This Land Is Your Land, Woody Guthrie's most famous song, is played more than once on this DVD, and this phrase is the mantra at the heart of this excellent documentary. Guthrie's enduring appeal stems from his organic socialism informed by his life on the hard highways of the United States, coupled with his knack for composing absorbing folk melodies, not to mention his deeply poetic sensibility. It is these gifts that are at the core of this documentary, brought to light by insightful, touching and immaculately researched comment.
I challenge anyone to find a figure in 20th Century music that had a more remarkable life. His story reads like a William Faulkner novel, and contains too many events to begin to describe. Briefly, Guthrie suffered a childhood blighted by the death of his sister in a house fire and his mother's Huntingdon's disease. He went on to withstand the Great Depression, vicious dust storms that devastated America's south, seeing ships sink and men burn in wartime, two marriages and the heartbreaking death, also in a house fire, of daughter Cathy Ann. And this just skims the surface.
But it is the 6000 songs he wrote that are the essence of the man, and the snippets of these are reason enough to buy this DVD alone. We get insights from various surviving family members, the 84 year old sage that is Pete Seeger, and countless knowledgeable historians. Billy Bragg is a well-meaning, if slightly wooden, narrator.
Despite his unique life, the documentary wisely resists mythologizing him.
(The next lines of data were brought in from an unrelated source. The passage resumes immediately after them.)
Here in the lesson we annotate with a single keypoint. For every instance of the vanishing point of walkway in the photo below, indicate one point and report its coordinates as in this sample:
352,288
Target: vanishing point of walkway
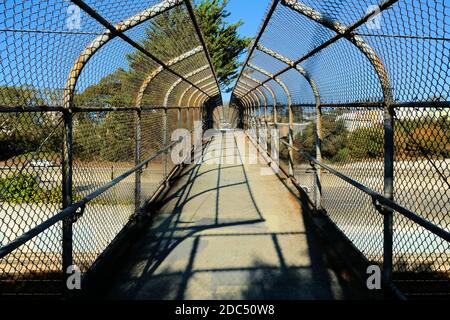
226,231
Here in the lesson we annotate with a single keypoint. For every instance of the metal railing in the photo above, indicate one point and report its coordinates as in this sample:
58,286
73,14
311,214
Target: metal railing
89,96
360,96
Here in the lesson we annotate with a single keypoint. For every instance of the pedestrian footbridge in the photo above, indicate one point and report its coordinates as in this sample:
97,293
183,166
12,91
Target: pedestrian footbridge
124,174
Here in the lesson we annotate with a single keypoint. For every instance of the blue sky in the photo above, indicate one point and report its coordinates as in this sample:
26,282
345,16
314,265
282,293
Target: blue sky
251,12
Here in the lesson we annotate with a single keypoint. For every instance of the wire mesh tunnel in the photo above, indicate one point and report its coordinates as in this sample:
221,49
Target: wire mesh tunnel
359,95
352,99
90,92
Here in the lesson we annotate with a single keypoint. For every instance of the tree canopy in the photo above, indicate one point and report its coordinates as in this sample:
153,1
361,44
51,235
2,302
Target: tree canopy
224,43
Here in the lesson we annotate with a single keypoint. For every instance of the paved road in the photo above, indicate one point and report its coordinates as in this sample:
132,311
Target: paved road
227,232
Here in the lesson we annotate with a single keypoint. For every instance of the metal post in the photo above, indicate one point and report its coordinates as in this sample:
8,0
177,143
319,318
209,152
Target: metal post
388,190
291,140
67,187
137,161
317,169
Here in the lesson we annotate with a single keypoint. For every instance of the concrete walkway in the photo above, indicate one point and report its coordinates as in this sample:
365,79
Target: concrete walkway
227,232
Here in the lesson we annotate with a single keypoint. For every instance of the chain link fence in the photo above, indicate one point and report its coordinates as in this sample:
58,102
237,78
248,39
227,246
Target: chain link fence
90,93
360,94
Interviewees freely talk about his philandering, extreme anger and the fact he initially started playing guitar to merely get laid. Throughout his life, it seems Guthrie, in that very American way, heard the highway calling. But his rambling took its toll on the family he neglected.
But all this is overlooked when we consider his legacy, firstly musically. Guthrie's tunes are innovative in their simplicity, a timeless austerity that connects directly, instantly and powerfully with the listener. It has been said before that Guthrie was the first punk, and these ingredients certainly back up this claim. Yet he was also a gifted improviser. Frequently he stepped on stage and made up his chords and lyrics as he went along, demonstrating his innate musical sophistication that the punk label does not do justice to.
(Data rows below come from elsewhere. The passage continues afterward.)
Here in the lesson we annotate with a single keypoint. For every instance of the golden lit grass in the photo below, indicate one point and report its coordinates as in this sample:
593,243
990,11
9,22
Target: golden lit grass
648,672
Then, of course, there are his politics. Guthrie's outcries through song on behalf of trade unions and the poverty stricken still resonate today. His gentle Marxism was based on a wish to help his fellow man, to practice selfless humanity everyday and rail against the big business that exploited hapless workers in his beloved south. He passionately believed in his 'right to be against any evil, greedy person'
His influence is spread across the latter half of the last century, from Dylan to The Clash to Uncle Tupelo, and Guthrie stands up with Walt Whitman as a poet who so wonderfully effectively 'wrote America'. This Machine Kills Fascists will make your mind boggle with extraordinary songs and tragic tales. The only problem is that with his life being such a cosmos, the running time is over three hours. But it's worth every second.